# Fluorescent light ambient temp range?



## OpticalStandards (Aug 14, 2005)

I am doing a search for 96" Fluorescent strip fixtures for my shop.

Different fixtures have different ambient temperature specifications.

Example: Min. Ambient Temp. (F) 60º / Max. Ambient Temp. (F) 104º 

Does the light operate several degrees out of this window? Will it just not be operating at peak performance?

I am mostly concered about the maximum temp rating. The light fixture I am looking at is rated too 104º. Will it operate if it occasionally reaches 110º?

Thanks,
John


----------



## Lynx_Arc (Aug 14, 2005)

I would guess it would probably depend mostly on the ballast operating temperature itself but 6 degrees extra probably wouldn't bother it unless it was that hot on a continual basis.


----------



## The_LED_Museum (Aug 14, 2005)

The fixture probably would not malfunction if you occasionally exceeded the temperature rating on the high end by a few degrees; but it might malfunction if you went too far below the low temperature rating. Fluorescent lights tend to not function very well at cooler temperatures (typically, below approximately 50°F).


----------



## PhotonWrangler (Aug 14, 2005)

I've seen many fluorescent lights flicker at temps below 65 degrees F.


----------



## turbodog (Aug 14, 2005)

the "new" t8 bulbs are nice

i have used them outside in my garage with temps in the 40s with no problem

max temp used was about 95 so i can't be of much help there


----------



## Brock (Aug 16, 2005)

Heck I use CF’s outside at -10F. They have a rated range of 30F to 120F. They start at -10F but take 5 minutes or so to come up to a good brightness level. I have found the one that have a normal "bulb" looking cover over the spiral or tubes warm up fasters and are much brighter since they heat up the air in the "bulb" around the tubes.

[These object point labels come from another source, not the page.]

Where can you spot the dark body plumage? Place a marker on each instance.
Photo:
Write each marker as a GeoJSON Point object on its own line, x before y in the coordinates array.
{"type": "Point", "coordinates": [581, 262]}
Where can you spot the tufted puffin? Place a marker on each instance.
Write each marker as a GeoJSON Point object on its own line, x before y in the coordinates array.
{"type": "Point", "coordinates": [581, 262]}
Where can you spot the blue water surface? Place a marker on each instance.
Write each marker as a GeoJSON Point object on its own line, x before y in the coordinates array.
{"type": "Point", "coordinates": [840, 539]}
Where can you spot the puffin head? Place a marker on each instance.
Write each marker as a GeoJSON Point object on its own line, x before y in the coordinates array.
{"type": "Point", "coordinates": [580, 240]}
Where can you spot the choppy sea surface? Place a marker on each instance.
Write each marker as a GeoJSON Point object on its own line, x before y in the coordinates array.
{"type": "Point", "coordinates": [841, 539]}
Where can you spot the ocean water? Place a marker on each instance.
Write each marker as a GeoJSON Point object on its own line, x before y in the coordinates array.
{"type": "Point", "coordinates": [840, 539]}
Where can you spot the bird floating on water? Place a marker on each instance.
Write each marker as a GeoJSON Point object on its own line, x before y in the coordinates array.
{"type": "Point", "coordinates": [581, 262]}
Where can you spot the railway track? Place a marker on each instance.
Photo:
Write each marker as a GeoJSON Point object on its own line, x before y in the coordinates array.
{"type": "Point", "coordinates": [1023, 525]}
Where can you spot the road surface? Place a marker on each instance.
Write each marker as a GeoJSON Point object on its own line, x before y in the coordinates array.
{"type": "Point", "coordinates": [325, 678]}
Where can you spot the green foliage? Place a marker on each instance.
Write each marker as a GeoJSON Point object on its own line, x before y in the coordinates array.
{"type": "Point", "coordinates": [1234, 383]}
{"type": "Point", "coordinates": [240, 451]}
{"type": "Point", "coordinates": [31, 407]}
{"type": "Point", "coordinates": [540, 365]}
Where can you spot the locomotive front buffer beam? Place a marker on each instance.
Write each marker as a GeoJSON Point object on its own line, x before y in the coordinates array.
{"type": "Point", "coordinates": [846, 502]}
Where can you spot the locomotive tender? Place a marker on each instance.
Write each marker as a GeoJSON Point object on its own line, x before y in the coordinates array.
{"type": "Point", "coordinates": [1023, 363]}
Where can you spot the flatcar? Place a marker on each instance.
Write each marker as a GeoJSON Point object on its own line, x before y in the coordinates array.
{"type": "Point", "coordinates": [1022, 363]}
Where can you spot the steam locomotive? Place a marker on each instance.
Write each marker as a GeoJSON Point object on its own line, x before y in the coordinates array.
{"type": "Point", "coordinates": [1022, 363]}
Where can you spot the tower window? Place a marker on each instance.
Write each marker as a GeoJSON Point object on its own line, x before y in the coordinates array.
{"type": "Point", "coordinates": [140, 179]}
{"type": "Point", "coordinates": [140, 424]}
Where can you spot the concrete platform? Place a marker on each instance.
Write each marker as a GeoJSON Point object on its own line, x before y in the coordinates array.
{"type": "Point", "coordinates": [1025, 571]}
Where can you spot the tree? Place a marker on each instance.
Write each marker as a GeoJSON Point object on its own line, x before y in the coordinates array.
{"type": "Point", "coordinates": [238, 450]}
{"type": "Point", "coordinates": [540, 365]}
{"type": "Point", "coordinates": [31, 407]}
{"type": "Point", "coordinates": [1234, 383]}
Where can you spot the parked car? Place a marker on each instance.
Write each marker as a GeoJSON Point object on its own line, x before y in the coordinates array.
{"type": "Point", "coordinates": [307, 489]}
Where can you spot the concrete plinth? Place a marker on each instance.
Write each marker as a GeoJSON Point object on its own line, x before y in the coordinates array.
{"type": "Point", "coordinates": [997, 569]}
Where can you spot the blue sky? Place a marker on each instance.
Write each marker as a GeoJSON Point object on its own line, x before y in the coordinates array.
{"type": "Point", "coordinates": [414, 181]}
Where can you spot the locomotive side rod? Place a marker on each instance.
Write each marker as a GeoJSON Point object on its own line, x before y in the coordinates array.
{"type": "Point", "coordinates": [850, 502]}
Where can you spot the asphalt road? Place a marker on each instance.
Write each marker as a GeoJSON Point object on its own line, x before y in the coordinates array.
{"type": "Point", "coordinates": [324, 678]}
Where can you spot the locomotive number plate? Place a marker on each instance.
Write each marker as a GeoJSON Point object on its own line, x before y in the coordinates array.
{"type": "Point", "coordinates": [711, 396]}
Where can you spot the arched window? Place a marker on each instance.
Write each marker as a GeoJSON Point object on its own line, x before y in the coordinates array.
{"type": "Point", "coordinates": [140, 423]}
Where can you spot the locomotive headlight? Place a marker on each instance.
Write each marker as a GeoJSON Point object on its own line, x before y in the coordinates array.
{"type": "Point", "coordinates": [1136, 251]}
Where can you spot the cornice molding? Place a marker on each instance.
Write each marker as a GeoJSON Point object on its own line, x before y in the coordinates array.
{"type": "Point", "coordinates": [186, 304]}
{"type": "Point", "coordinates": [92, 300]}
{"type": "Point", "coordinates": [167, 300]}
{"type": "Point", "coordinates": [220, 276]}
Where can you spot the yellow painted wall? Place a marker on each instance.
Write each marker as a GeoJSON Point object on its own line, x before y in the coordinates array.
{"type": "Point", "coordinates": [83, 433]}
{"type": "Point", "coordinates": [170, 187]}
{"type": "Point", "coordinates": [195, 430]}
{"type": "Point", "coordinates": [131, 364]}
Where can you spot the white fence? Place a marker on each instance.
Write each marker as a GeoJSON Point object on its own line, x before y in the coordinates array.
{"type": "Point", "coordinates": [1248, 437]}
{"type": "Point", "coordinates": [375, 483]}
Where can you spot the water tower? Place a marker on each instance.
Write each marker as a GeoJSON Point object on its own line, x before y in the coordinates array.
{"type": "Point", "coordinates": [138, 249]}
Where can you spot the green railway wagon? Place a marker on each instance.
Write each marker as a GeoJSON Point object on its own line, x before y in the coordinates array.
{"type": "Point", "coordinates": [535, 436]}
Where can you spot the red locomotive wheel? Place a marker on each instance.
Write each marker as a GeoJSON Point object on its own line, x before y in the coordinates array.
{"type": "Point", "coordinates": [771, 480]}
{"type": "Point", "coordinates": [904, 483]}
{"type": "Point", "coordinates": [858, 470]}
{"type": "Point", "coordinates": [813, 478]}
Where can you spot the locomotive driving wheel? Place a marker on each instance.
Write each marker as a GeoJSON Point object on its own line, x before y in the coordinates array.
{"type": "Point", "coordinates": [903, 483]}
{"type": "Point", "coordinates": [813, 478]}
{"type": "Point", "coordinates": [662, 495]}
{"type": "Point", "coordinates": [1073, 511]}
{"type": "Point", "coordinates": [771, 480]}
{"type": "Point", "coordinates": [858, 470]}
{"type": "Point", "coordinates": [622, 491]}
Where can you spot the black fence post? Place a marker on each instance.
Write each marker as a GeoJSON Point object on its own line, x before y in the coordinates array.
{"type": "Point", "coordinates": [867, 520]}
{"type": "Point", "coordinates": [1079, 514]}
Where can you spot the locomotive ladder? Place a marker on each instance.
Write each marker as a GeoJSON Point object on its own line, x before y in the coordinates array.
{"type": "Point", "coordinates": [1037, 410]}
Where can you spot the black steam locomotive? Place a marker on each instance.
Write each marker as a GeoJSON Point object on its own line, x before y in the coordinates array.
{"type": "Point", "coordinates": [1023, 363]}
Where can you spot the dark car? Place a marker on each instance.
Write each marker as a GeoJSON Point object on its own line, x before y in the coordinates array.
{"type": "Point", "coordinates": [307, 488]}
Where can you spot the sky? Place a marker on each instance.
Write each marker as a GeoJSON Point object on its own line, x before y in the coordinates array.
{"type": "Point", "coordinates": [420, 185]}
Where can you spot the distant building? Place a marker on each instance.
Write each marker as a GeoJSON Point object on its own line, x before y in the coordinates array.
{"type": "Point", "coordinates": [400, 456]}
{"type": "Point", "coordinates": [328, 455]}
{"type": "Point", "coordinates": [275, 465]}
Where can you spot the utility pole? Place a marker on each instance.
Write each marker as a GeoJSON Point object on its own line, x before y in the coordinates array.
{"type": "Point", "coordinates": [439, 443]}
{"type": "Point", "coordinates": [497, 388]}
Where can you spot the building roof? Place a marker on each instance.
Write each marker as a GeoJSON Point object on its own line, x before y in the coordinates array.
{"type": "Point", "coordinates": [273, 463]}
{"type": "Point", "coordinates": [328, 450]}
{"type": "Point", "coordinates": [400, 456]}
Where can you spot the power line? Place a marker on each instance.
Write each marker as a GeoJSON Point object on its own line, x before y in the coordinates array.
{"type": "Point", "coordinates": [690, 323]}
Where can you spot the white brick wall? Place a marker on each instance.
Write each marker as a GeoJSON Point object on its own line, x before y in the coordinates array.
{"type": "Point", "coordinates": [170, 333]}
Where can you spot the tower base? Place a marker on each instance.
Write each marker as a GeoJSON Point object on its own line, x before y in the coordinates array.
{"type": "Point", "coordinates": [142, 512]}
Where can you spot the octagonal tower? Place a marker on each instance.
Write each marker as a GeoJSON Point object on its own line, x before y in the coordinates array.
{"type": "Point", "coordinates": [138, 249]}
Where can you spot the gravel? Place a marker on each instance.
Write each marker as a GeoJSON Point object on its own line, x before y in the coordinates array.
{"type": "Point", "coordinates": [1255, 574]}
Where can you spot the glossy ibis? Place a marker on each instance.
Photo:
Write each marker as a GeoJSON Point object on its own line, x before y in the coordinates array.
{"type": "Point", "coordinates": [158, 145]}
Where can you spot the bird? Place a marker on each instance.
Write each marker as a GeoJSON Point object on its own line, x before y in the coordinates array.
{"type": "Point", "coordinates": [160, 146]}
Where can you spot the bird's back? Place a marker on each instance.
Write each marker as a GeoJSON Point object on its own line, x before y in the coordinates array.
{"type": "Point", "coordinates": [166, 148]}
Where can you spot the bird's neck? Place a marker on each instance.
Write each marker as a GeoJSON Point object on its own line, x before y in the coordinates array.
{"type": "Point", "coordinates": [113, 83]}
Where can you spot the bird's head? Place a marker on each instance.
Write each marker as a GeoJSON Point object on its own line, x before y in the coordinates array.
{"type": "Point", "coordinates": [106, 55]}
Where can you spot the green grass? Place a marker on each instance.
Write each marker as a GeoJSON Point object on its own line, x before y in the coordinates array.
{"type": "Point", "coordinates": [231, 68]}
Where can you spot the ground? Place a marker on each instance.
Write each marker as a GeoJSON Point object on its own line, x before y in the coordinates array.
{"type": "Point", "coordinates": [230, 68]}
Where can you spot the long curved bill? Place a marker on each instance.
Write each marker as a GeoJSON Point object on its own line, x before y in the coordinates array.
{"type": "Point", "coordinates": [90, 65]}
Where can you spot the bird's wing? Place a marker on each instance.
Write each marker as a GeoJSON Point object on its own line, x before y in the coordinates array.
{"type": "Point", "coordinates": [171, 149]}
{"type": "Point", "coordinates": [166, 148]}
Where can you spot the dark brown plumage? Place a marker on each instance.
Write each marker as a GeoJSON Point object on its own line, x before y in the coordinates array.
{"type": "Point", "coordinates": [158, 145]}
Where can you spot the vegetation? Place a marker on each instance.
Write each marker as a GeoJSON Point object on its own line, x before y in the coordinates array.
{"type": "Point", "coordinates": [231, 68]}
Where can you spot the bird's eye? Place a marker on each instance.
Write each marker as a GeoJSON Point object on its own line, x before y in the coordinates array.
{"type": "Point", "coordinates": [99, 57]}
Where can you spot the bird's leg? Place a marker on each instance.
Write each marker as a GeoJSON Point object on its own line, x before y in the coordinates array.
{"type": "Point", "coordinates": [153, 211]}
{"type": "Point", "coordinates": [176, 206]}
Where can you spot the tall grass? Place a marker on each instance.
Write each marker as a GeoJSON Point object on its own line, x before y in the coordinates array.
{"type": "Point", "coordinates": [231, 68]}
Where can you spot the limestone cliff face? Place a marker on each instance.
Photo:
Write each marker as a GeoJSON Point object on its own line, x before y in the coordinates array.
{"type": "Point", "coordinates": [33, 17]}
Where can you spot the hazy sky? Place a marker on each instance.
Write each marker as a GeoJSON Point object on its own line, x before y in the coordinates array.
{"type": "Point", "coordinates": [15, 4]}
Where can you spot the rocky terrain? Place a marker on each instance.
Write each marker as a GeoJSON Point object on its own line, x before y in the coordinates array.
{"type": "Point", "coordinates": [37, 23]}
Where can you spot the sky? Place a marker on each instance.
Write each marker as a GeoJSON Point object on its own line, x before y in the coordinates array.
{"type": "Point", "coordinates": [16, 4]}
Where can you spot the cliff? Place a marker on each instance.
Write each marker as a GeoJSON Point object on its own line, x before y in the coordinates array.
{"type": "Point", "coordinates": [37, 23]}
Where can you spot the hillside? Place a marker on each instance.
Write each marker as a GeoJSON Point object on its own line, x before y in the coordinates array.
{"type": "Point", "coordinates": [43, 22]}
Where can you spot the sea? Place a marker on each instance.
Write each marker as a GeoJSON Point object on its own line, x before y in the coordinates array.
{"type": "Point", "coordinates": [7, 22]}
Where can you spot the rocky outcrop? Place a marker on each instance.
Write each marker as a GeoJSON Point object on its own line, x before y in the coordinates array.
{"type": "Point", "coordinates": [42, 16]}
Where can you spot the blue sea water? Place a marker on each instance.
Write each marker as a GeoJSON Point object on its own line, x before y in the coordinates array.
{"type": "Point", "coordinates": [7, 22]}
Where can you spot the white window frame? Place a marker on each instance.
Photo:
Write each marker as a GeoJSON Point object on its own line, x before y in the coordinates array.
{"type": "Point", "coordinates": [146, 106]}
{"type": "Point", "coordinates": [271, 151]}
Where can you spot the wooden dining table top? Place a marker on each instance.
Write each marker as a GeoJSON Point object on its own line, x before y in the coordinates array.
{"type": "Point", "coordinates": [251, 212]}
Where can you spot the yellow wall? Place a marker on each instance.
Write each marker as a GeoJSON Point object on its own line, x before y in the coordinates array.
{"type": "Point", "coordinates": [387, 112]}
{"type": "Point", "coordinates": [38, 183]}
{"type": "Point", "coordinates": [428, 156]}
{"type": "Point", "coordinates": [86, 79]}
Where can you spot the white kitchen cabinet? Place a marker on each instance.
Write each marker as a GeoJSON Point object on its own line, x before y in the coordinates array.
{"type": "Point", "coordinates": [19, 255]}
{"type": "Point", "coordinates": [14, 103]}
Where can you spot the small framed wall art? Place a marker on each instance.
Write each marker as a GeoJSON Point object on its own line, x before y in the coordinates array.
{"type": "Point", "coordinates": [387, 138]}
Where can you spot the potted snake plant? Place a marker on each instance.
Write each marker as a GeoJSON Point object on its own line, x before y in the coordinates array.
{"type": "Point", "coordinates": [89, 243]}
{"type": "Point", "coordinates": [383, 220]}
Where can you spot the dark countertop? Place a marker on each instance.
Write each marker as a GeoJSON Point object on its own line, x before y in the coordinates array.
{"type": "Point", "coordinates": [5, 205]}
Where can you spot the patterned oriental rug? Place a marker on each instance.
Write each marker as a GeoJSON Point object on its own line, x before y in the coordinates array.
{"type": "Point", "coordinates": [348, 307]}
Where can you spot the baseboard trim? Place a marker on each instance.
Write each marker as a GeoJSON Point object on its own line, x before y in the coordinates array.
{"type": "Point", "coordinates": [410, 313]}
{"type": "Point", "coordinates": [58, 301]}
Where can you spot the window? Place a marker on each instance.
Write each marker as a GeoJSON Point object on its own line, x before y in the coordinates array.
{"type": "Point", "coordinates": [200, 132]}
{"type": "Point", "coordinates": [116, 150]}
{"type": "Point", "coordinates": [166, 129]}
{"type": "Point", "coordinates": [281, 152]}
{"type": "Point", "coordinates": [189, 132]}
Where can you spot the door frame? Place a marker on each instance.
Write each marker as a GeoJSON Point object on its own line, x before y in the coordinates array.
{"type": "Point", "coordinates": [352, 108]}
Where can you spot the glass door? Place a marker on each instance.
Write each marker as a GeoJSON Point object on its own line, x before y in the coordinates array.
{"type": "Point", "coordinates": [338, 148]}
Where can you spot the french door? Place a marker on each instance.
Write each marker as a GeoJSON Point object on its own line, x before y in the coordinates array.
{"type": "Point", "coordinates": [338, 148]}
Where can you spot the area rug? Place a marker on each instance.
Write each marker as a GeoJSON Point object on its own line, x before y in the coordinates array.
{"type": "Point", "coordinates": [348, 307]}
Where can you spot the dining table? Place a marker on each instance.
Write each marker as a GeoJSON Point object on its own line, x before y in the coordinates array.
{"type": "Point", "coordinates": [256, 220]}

As for 4 foot tubes I also bought some "zero start" fixtures. I had to hold the ends of the tubes to get the old ones to start in winter. These new ones start every time.


----------



## snakebite (Aug 24, 2005)

[ QUOTE ]
*PhotonWrangler said:*
I've seen many fluorescent lights flicker at temps below 65 degrees F. 

[/ QUOTE ]
those so called energy saver tubes are crap.
they have to be used in enclosed fixtures so they can warm up.then they still flicker and strobe even at 60f untill they warm.
i changed much of my stuff to t8 950 tubes here.
better color rendering and no more playing the guessing game when buying tubes.its getting hard to find real 40w tubes.


----------